Data Source: Simulated data based on 50+ key urban hotspots in Paris (Eiffel Tower, La Defense, Sacre-Coeur, major train stations, business districts) with 168 unique temporal profiles (24h x 7 days).
Tools Used:
– Uber H3 hexagonal spatial indexing for geographic discretization
– Probabilistic density modeling engine (custom-built)
– Gaussian Interpolation for smooth gradient visualization
– Node.js for backend probability calculations
– DeckGL with WebGL shaders for rendering 17,000+ dynamic points in real-time
– GPU acceleration for computational performance
Methodology:
Each hotspot has temporal activity patterns that vary by hour and day of week. The simulation models how urban density shifts across Paris's 105km² throughout a complete weekly cycle, using exponential decay for influence propagation from each source point.

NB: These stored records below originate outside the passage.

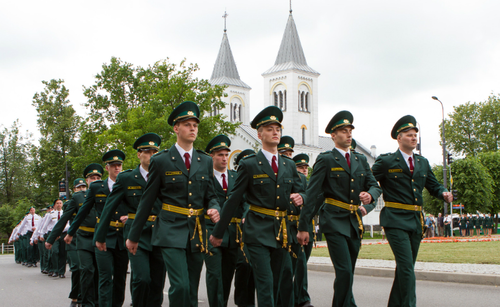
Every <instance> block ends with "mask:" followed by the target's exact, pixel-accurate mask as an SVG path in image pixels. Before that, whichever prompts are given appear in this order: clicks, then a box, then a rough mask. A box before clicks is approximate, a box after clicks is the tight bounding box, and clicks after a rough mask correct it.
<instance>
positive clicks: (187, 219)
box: [129, 145, 220, 251]
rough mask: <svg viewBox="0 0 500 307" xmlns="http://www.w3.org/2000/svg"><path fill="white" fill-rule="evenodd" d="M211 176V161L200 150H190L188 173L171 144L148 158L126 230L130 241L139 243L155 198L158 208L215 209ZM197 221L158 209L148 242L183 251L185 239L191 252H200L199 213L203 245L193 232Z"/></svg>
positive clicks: (202, 234) (193, 219)
mask: <svg viewBox="0 0 500 307" xmlns="http://www.w3.org/2000/svg"><path fill="white" fill-rule="evenodd" d="M213 176H214V174H213V162H212V158H211V157H210V156H208V155H207V154H206V153H205V152H203V151H201V150H193V157H192V158H191V169H190V171H189V173H188V171H187V168H186V165H185V164H184V160H183V159H182V157H181V156H180V154H179V151H178V150H177V148H176V147H175V145H174V146H172V147H171V148H170V149H165V150H164V151H161V152H159V153H157V154H155V155H154V156H152V157H151V162H150V165H149V180H148V183H147V185H146V190H145V192H144V194H143V195H142V198H141V202H140V204H139V207H138V209H137V215H136V217H135V220H134V222H133V224H132V227H131V229H130V233H129V239H130V240H131V241H133V242H138V241H139V239H140V236H141V232H142V229H143V226H144V225H145V224H146V221H147V218H148V216H149V215H150V214H151V210H152V209H153V207H154V204H155V202H156V199H157V198H159V199H160V201H161V202H162V205H163V204H168V205H172V206H177V207H181V208H184V209H217V210H219V209H220V207H219V204H218V202H217V196H216V195H215V192H214V186H213V181H212V177H213ZM197 219H198V218H197V217H196V216H191V217H189V216H187V215H183V214H180V213H175V212H171V211H167V210H160V213H159V215H158V218H157V219H156V223H155V226H154V229H153V235H152V241H151V243H152V244H153V245H154V246H161V247H173V248H187V245H186V242H187V240H189V241H190V242H191V243H190V244H191V250H192V251H196V250H200V251H201V244H203V246H205V244H206V239H207V238H206V228H205V218H204V216H203V214H202V215H201V216H199V222H200V224H201V229H202V240H203V242H201V240H200V237H199V233H198V230H197V229H195V226H196V225H197V224H196V221H197ZM193 234H195V235H193ZM190 239H192V240H190Z"/></svg>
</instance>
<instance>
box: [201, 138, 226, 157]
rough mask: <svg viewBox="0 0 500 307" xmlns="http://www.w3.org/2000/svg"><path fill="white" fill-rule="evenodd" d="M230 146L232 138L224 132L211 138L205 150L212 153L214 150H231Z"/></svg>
mask: <svg viewBox="0 0 500 307" xmlns="http://www.w3.org/2000/svg"><path fill="white" fill-rule="evenodd" d="M229 146H231V140H230V139H229V138H228V137H227V136H225V135H224V134H219V135H218V136H216V137H214V138H213V139H211V140H210V142H208V145H207V148H205V152H207V153H209V154H210V153H212V152H213V151H216V150H221V149H227V150H231V149H229Z"/></svg>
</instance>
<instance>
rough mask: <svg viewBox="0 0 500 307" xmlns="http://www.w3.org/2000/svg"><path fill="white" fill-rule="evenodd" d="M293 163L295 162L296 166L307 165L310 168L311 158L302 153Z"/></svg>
mask: <svg viewBox="0 0 500 307" xmlns="http://www.w3.org/2000/svg"><path fill="white" fill-rule="evenodd" d="M293 161H294V162H295V165H296V166H299V165H307V166H309V156H308V155H307V154H305V153H301V154H298V155H296V156H295V157H293Z"/></svg>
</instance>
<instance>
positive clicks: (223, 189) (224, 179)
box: [221, 174, 227, 193]
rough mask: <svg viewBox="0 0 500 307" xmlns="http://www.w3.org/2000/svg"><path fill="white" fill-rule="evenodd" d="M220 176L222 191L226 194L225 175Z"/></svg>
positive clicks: (225, 183)
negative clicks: (222, 189) (221, 177)
mask: <svg viewBox="0 0 500 307" xmlns="http://www.w3.org/2000/svg"><path fill="white" fill-rule="evenodd" d="M221 176H222V189H223V190H224V192H225V193H227V182H226V174H221Z"/></svg>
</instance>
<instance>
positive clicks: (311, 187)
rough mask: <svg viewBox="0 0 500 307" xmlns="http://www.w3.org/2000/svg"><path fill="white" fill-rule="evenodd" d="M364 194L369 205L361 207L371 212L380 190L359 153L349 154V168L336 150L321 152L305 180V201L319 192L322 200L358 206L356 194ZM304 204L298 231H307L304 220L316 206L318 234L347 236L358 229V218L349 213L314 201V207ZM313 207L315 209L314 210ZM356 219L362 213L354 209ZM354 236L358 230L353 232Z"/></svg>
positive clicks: (334, 207) (304, 219)
mask: <svg viewBox="0 0 500 307" xmlns="http://www.w3.org/2000/svg"><path fill="white" fill-rule="evenodd" d="M363 191H365V192H368V193H369V194H370V195H371V196H372V198H373V202H372V203H370V204H368V205H364V207H365V209H366V211H367V213H368V212H370V211H371V210H373V208H374V207H375V203H376V201H377V199H378V198H379V196H380V194H381V192H382V190H381V189H380V187H379V186H378V184H377V181H376V180H375V178H374V177H373V174H372V172H371V171H370V166H369V165H368V162H367V161H366V157H365V156H364V155H362V154H359V153H356V152H352V151H351V167H350V168H349V166H348V165H347V161H346V159H345V157H344V156H342V154H341V153H340V152H339V151H338V150H337V149H333V150H331V151H327V152H324V153H321V154H320V155H319V156H318V158H317V159H316V163H314V167H313V173H312V175H311V177H310V178H309V186H308V187H307V198H308V199H314V198H315V197H317V195H320V194H321V193H323V196H324V198H323V200H325V199H326V198H333V199H335V200H337V201H340V202H343V203H346V204H353V205H359V204H360V203H361V201H360V200H359V193H361V192H363ZM313 204H314V202H311V204H307V205H306V206H304V208H302V214H301V217H300V222H299V230H300V231H308V229H307V224H306V223H307V221H310V220H311V219H312V217H313V214H314V212H315V211H317V210H318V209H317V206H321V207H320V208H319V212H320V215H321V219H320V223H321V226H320V227H321V232H323V233H330V234H331V233H334V232H338V233H340V234H342V235H344V236H347V237H350V236H351V227H353V228H354V229H356V230H358V229H359V228H360V226H361V225H359V222H358V217H357V216H356V214H352V213H351V211H349V210H347V209H343V208H340V207H337V206H334V205H331V204H327V203H324V204H321V203H319V202H316V206H314V205H313ZM315 207H316V208H315ZM357 213H358V216H359V218H360V219H361V217H362V214H361V211H360V210H359V209H358V211H357ZM356 233H357V234H358V237H359V236H360V231H356Z"/></svg>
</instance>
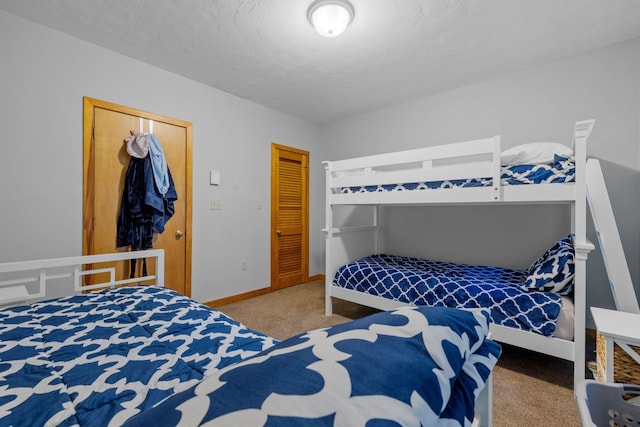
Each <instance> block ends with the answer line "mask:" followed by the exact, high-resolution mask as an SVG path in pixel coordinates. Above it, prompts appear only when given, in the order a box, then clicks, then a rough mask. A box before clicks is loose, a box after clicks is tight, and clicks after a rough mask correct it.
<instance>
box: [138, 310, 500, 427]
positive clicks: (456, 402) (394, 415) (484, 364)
mask: <svg viewBox="0 0 640 427" xmlns="http://www.w3.org/2000/svg"><path fill="white" fill-rule="evenodd" d="M487 332H488V320H487V317H486V313H483V312H480V311H475V312H474V311H466V310H457V309H451V308H445V307H404V308H401V309H399V310H396V311H393V312H382V313H378V314H374V315H372V316H369V317H365V318H362V319H358V320H356V321H353V322H348V323H344V324H341V325H337V326H333V327H331V328H327V329H321V330H316V331H311V332H307V333H304V334H301V335H299V336H296V337H293V338H290V339H288V340H286V341H283V342H282V343H280V344H277V345H275V346H274V347H272V348H271V349H269V350H267V351H266V352H264V353H262V354H259V355H257V356H254V357H252V358H250V359H247V360H245V361H242V362H240V363H238V364H236V365H234V366H229V367H227V368H225V369H223V370H221V371H218V372H217V373H215V374H214V375H212V376H210V377H208V378H206V379H205V380H203V381H202V382H201V383H199V384H198V385H196V386H194V387H192V388H190V389H189V390H186V391H184V392H182V393H178V394H176V395H174V396H172V397H170V398H168V399H167V400H165V401H164V402H162V403H160V404H159V405H158V406H156V407H155V408H152V409H151V410H149V411H147V412H144V413H142V414H140V415H138V416H136V417H134V418H132V419H131V420H130V421H129V422H128V423H127V427H139V426H153V425H158V420H162V422H163V425H172V426H173V425H179V426H183V427H187V426H200V425H207V426H220V427H237V426H242V427H253V426H271V427H276V426H277V427H286V426H345V427H347V426H349V427H353V426H365V425H366V426H378V425H380V426H382V425H385V426H401V425H402V426H449V427H455V426H460V427H461V426H469V425H471V421H472V420H473V418H474V410H475V405H474V400H475V398H476V397H477V396H478V394H479V392H480V391H481V390H482V388H483V387H484V385H485V382H486V380H487V378H488V376H489V374H490V373H491V370H492V369H493V367H494V366H495V364H496V362H497V360H498V357H499V355H500V352H501V347H500V345H499V344H497V343H495V342H493V341H491V340H487V339H485V338H486V335H487Z"/></svg>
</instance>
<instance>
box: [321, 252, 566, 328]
mask: <svg viewBox="0 0 640 427" xmlns="http://www.w3.org/2000/svg"><path fill="white" fill-rule="evenodd" d="M525 278H526V272H525V271H520V270H511V269H506V268H500V267H486V266H472V265H464V264H455V263H450V262H442V261H431V260H425V259H420V258H411V257H403V256H397V255H374V256H370V257H367V258H364V259H361V260H359V261H356V262H354V263H350V264H346V265H343V266H342V267H340V268H339V269H338V271H337V272H336V274H335V277H334V280H333V283H334V284H335V285H336V286H340V287H343V288H346V289H352V290H356V291H359V292H365V293H368V294H371V295H375V296H380V297H384V298H388V299H392V300H396V301H401V302H404V303H409V304H416V305H425V306H431V307H433V306H447V307H463V308H487V309H489V310H490V316H491V321H492V322H494V323H495V324H498V325H504V326H509V327H512V328H517V329H522V330H527V331H533V332H536V333H539V334H542V335H546V336H550V335H552V334H553V332H554V331H555V328H556V321H557V320H558V316H559V314H560V309H561V307H562V297H561V296H560V295H557V294H553V293H547V292H530V291H527V290H524V289H522V288H521V285H522V283H523V281H524V279H525Z"/></svg>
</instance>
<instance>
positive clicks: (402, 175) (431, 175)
mask: <svg viewBox="0 0 640 427" xmlns="http://www.w3.org/2000/svg"><path fill="white" fill-rule="evenodd" d="M500 153H501V149H500V136H493V137H490V138H483V139H476V140H472V141H465V142H459V143H454V144H446V145H438V146H433V147H425V148H419V149H414V150H406V151H398V152H395V153H388V154H378V155H372V156H364V157H357V158H353V159H347V160H338V161H331V162H329V161H325V162H323V164H324V165H325V169H326V173H327V191H328V192H329V193H330V194H336V195H338V194H339V193H340V191H341V189H342V188H345V187H359V186H365V185H387V184H401V183H407V182H428V181H444V180H452V179H471V178H477V177H491V178H492V179H493V182H500ZM483 194H484V195H483V196H482V200H484V201H498V200H500V199H501V192H500V186H493V187H492V188H489V189H486V190H483Z"/></svg>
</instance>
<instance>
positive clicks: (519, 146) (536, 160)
mask: <svg viewBox="0 0 640 427" xmlns="http://www.w3.org/2000/svg"><path fill="white" fill-rule="evenodd" d="M555 154H557V155H558V156H562V157H571V156H573V150H572V149H571V148H569V147H567V146H566V145H564V144H560V143H558V142H530V143H528V144H522V145H518V146H517V147H513V148H509V149H508V150H504V151H503V152H502V154H501V156H500V160H501V163H502V164H503V165H504V166H509V165H517V164H530V165H536V164H546V163H553V160H554V159H553V156H554V155H555Z"/></svg>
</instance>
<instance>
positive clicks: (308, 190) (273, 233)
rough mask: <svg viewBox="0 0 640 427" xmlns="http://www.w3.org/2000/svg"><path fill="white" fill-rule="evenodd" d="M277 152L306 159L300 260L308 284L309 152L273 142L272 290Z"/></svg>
mask: <svg viewBox="0 0 640 427" xmlns="http://www.w3.org/2000/svg"><path fill="white" fill-rule="evenodd" d="M278 150H284V151H290V152H294V153H297V154H300V155H303V156H305V157H306V159H307V168H306V172H305V173H306V179H305V185H306V191H305V196H306V197H305V200H304V202H303V203H304V205H305V212H306V218H305V224H306V227H305V228H304V229H303V234H304V244H303V247H302V252H303V253H302V257H301V259H302V260H303V262H304V268H303V276H304V281H305V282H308V281H309V168H308V166H309V152H308V151H306V150H301V149H298V148H294V147H288V146H285V145H280V144H277V143H275V142H272V143H271V227H270V238H271V284H270V287H271V288H272V289H275V288H274V284H275V283H276V282H277V279H278V277H277V274H276V273H277V271H278V270H277V268H276V265H277V262H278V251H277V245H276V241H277V239H276V237H275V236H276V228H277V226H278V224H276V214H275V211H276V209H277V200H276V185H275V183H276V182H277V179H278V177H277V176H276V170H277V161H278V156H277V152H278Z"/></svg>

GitHub repository available in comments.
by Glass-Caterpillar-70
2 Comments
GitHub Repo (process and explanation there) :
[https://github.com/yvann-ba/realtime-paris-density-simulation.git](https://github.com/yvann-ba/realtime-paris-density-simulation.git)
btw i’m building a BIGG geospatial/AI project with my father :
it’s a planetary-scale architecture with real earth data, where you can interact with everything like a video game (drive vehicles, add/edit roads & trees) All in Real-Time
Basically Google Earth + Minecraft = our project
would love feedbacks/advices on our project, just send me a dm on linkedin if you’re up to share XP pleasee ((:
[https://www.linkedin.com/in/yvann-barbot/](https://www.linkedin.com/in/yvann-barbot/)
Those are certainly all words.
Can you explain this in a more simple manner?